Dzieje się w Akademii Mieszko Gniezno. Szeregi tego podmiotu zasilił dość dobrze znany w Gnieźnie Paweł Czajkowski, który będzie pracować z najmłodszymi nad ich motoryką. Prezes klubu Marek Lisiecki zdradza nam, że wzmocnień kadry ma być więcej.
W ostatnich dniach do akademii dołączył Paweł Czajkowski. Jest to pasjonat sportu i trener. Ukończył studia podyplomowe w Akademii Wychowania Fizycznego w Poznaniu na kierunku trener osobisty. Były piłkarz ręczny, a obecnie zawodnik brazylijskiego jiu-jitsu. Posiadacz brązowego pasa w tej sztuce walki. Prowadzi zajęcia sportowe dla osób o różnym stopniu zaawansowania w Szymański Fitness, w Akademii Sportu Jakuba Czaprowicza oraz w przestrzeni miejskiej. Współpracuje z sekcją boksu Akademii Sportu w zakresie treningów ogólnorozwojowych.
– Mamy trenera od przygotowania motorycznego w Akademii Mieszko Gniezno. Został nim Paweł Czajkowski. To bardzo pozytywna postać. Dzieciaki są zadowolone. Chcemy postawić nie tylko na piłkę, ale i wiele innych aspektów. Szukamy również dietetyka i psychologa. Dążymy do tego, by młodzi zawodnicy mieli kompleksową opiekę. Trzeba o to zadbać – podkreśla Marek Lisiecki w rozmowie ze sportzpazurem.pl.
W akademii chcą rozwijać kadrę szkoleniową. Są dokładne wymagania dotyczące tego, jaki powinien być psycholog.

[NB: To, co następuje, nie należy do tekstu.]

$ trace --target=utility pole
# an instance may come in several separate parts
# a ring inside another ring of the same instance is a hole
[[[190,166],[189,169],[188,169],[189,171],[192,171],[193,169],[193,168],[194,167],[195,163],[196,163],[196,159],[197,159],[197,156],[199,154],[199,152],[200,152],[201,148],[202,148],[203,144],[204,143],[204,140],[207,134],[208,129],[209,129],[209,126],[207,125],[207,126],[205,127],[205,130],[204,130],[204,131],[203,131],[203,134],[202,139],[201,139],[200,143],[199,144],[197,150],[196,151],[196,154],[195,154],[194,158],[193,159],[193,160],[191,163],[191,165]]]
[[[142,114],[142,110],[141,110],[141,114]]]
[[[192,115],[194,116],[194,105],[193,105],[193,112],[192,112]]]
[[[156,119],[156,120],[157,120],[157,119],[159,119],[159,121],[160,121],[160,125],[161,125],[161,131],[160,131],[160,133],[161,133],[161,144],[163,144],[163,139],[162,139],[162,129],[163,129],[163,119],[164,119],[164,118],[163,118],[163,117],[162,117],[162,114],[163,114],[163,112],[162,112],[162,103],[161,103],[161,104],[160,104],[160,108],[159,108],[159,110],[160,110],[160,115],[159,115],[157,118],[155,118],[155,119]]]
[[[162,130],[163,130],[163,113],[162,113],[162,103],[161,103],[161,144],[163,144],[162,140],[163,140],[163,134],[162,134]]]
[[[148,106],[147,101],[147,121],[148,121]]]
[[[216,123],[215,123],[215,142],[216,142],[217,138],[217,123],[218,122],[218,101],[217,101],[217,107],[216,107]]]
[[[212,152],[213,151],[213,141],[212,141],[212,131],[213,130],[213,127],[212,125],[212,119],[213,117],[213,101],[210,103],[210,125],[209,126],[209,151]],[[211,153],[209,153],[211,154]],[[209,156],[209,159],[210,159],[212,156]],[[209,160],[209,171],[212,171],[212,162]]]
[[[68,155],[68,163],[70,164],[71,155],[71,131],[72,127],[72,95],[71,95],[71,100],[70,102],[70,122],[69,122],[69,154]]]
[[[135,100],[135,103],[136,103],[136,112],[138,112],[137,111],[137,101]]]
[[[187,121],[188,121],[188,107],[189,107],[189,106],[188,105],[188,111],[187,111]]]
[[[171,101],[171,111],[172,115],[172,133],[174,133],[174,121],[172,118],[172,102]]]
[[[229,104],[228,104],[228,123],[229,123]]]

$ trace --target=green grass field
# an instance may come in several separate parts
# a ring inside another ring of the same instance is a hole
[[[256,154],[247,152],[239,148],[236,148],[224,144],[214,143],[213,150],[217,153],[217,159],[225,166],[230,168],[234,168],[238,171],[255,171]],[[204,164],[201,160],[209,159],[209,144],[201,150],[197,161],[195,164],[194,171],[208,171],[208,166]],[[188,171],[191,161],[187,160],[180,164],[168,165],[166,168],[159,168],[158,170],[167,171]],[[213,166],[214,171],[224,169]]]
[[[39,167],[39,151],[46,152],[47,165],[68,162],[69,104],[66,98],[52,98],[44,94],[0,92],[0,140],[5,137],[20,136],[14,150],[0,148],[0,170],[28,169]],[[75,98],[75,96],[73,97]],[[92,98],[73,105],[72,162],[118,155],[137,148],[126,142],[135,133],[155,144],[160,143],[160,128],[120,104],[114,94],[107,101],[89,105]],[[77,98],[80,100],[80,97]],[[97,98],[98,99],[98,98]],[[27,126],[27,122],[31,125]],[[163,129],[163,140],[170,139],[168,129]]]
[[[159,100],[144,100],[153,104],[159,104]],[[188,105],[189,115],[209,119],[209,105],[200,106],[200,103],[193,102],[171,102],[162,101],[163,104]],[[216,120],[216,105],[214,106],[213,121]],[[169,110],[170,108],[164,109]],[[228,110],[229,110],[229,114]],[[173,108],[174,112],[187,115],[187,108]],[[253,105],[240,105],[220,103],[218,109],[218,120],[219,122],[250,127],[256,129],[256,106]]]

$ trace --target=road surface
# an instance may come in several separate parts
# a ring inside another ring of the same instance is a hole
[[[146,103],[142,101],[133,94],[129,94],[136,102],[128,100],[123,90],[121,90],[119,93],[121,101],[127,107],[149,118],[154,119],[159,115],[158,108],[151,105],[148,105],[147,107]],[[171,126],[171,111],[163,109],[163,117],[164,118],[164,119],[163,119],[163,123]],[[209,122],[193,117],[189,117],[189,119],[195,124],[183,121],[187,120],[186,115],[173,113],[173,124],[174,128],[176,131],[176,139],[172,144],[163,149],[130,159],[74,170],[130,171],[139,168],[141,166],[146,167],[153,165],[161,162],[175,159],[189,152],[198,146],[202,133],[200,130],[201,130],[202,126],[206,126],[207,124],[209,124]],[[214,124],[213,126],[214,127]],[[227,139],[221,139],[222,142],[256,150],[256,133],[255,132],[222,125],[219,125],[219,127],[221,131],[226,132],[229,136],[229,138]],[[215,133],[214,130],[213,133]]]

– Zależy nam na tym, by psycholog był bardziej praktykiem, a nie wykładowcą. Psycholog jest dzisiaj ważny w sporcie, bardzo ważny. Mówiła o tym m.in. Iga Świątek, ale i wielu innych sportowców. Osiągają sukcesy i zawsze tego psychologa wymieniają na drugim miejscu – tuż po trenerze. Takie są moje obserwacje. Chcę iść w tym kierunku, byśmy mieli zarówno dietetyka, jak i psychologa – podsumowuje prezes Lisiecki.